The key here, of course, is the business model, and in that respect a true value investor is never interested in companies that lose money.
And while that may seem pretty obvious to some, the biggest mistake retail investors make is chasing companies that have never booked a profit. I see it all the time.
It's risky and it's wrong.
Not surprisingly, one of Graham's greatest students was none other than Warren Buffett himself.
His value legend is untarnished so far as he has racked up one terrific buy after another. And while there have been a few flubs, there is a lot to learn about investing by looking at the way "the Oracle" determines value.
Investing in Value Stocks with Warren Buffett
So how does he do it, buying companies and investing on the cheap?
Well in short, Buffet keeps it as simple as possible and he's incredibly patient, moving only when the markets are so far in his favor that he can hardly lose. And while numerous books have been written about him, a few of Buffett's many tenets for successful value investing stand out.
These are a few of them - investment questions that when answered properly have helped Buffet cement his reputation as the best value investor in the business.
- Has the company's performance been consistently good? A value investor's tool in this regard is return on equity or ROE. Return on equity is a company's net income divided by shareholders equity (book value). Value investors use ROE as a measure of how a company has consistently performed over time vs. its peers. A good ROE in this regard would be a 5 yr. average between 15-17 percent.
- Does the company carry too much debt compared to its peers? The measure of debt a value investor uses in this regard is the debt/equity ratio. Value investors like Buffett, in general, frown upon companies with high levels of debt. Instead they prefer that earnings growth is generated by shareholder equity as opposed to borrowed funds. In this case, the higher the ratio, the more debt that a company carries. And while this figure varies from industry to industry, a good way to measure it would be by looking for a ratio that is less than 80% of the industry average.
- Are profit margins high compared to its peers? Are they increasing? Value investors look for companies with above average profit margins. It's calculated by dividing the net income by the net sales. Companies with a strong history in this regard, say over an extended period of 5-10 years typically outperform. An above average performer will typically carry profit margins that are 20% above the industry average. Moreover, those same profit margins will tend to rise as the company becomes more efficient over time.
- How long has the company been public? In general, Buffett typically only considers companies that have been around for at least 10 years. That gives them the historical track record to make a proper evaluation of the company's future prospects.

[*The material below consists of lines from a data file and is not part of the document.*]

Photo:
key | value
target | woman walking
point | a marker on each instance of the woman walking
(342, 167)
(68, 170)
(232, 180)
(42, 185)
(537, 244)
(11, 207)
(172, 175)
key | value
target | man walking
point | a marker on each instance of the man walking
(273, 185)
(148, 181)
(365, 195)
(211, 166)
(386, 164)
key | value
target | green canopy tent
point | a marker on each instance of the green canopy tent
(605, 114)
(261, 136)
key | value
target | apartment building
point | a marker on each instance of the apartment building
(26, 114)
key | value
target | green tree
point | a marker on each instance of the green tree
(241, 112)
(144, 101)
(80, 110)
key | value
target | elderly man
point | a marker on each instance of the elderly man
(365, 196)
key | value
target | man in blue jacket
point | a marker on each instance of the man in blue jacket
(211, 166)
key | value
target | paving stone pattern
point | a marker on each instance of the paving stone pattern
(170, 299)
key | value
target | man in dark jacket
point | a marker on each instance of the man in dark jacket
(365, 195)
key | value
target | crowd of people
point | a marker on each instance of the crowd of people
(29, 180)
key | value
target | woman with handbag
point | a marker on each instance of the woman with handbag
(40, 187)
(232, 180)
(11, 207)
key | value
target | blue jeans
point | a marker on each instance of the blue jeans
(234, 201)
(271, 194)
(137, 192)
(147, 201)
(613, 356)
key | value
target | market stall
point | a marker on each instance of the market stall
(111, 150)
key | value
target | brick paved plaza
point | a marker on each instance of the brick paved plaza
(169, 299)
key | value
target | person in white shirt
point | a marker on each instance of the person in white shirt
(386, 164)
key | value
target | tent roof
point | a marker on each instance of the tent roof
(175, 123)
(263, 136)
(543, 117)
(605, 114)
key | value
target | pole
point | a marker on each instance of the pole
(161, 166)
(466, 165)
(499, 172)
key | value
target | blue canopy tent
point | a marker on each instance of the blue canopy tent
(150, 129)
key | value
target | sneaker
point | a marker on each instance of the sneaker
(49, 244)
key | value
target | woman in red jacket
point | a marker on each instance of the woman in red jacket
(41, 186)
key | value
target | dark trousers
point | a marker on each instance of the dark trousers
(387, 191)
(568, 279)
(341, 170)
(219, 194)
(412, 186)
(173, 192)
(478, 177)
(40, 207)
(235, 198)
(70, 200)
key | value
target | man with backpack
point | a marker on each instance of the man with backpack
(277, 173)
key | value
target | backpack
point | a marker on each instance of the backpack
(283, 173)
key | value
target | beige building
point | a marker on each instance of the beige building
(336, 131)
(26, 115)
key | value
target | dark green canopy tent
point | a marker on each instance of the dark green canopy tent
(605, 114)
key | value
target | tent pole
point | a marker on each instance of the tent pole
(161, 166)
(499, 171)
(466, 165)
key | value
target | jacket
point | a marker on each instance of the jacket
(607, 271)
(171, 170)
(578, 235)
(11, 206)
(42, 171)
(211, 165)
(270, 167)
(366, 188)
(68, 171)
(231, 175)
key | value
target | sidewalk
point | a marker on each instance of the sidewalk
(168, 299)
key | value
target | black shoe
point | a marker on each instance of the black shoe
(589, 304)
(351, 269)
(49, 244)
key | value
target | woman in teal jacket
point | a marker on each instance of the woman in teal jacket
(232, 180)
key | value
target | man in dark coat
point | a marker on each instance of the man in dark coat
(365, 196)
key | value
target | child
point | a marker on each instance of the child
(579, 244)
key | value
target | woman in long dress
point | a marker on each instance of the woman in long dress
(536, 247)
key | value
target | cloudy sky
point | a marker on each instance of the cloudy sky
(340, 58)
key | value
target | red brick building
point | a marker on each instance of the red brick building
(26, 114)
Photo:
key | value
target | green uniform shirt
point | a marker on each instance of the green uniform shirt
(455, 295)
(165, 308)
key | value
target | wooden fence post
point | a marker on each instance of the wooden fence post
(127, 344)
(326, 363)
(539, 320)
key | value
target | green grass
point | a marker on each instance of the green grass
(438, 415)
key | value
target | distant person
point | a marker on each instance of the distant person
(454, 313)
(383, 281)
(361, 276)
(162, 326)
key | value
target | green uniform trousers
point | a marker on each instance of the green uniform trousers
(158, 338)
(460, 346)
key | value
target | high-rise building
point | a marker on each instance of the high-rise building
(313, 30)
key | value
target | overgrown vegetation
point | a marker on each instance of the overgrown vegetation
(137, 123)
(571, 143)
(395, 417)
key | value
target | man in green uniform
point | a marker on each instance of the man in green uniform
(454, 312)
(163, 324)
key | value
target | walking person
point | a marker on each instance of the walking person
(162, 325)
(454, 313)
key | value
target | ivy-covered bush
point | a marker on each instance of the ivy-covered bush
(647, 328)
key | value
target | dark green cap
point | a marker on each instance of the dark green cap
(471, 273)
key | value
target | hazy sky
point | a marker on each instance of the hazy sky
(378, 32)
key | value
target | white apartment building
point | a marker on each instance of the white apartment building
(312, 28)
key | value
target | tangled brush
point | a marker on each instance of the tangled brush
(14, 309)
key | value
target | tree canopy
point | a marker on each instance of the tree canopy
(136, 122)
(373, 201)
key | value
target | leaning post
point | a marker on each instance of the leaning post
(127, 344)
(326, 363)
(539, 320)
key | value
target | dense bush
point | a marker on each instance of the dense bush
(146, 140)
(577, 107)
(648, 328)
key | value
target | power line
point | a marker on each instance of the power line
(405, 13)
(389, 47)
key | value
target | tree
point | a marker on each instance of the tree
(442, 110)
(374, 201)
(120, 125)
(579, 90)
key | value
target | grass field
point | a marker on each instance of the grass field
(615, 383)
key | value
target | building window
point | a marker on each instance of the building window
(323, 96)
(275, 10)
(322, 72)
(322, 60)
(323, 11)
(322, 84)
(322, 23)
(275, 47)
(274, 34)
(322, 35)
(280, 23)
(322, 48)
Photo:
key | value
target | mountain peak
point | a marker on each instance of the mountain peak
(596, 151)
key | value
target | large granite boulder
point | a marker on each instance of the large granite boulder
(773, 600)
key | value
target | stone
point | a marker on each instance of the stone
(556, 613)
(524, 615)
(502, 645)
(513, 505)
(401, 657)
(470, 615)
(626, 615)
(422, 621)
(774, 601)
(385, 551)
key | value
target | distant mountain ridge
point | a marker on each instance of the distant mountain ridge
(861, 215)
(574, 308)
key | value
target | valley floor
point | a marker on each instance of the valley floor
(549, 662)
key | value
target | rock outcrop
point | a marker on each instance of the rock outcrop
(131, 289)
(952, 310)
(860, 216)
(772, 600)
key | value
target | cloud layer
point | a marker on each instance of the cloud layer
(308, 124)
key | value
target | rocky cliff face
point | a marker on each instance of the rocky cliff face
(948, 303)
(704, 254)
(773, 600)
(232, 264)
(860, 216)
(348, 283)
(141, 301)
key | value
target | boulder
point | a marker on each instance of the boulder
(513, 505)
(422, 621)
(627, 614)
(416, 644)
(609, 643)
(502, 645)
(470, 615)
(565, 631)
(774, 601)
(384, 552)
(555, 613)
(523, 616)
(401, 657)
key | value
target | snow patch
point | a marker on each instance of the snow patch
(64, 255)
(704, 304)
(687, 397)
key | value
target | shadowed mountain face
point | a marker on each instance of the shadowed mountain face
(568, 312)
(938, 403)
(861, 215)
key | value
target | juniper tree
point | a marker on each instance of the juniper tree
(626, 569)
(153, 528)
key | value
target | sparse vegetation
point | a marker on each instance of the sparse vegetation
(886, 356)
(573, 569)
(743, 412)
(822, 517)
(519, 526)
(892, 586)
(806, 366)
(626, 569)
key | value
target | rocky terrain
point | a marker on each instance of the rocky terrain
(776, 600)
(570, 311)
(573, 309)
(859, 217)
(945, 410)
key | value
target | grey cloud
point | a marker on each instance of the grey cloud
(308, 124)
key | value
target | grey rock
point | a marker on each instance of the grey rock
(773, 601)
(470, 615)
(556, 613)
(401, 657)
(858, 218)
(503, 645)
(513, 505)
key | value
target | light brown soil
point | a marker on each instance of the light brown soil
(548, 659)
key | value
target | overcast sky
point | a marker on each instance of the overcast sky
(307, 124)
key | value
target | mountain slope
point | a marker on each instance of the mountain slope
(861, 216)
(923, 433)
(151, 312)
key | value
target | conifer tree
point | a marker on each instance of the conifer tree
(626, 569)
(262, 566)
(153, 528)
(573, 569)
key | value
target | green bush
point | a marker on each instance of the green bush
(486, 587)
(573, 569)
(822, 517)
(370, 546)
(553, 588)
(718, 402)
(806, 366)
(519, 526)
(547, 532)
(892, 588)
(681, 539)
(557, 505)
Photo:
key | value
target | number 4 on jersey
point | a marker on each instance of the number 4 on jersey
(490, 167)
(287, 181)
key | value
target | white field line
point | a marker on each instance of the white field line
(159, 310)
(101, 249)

- Are the company's products vulnerable to commodity pricing? Buffett is a strong believer in the "economic moat" and value investors need to be too. Therefore, if the company doesn't offer anything that is unique or substantially different from its competitors it true value is suspect.
- And finally, is the company cheap on a valuation level? This is the part of the Buffett magic that is hard for value investors to quantify because it deals with a company's intrinsic value. That's the value that goes beyond its liquidation value and includes all the many intangibles that are hard to put a figure on, such as the worth of a brand name. That's the gray area that separates the men form the boys. In general, Warren Buffet buys companies he believes are available at a 25% discount to their intrinsic value.
These, of course, are just a few of the many ways that a value investor like Warren Buffet has built up his massive portfolio over the years. That's because to a large extent, successful value investors never buys stocks, they buy long term values at an intrinsic discount to their earning potential.
That is the key to successful value investing. It's not always all about price.
Guys like Bill Miller are learning that the hard way now.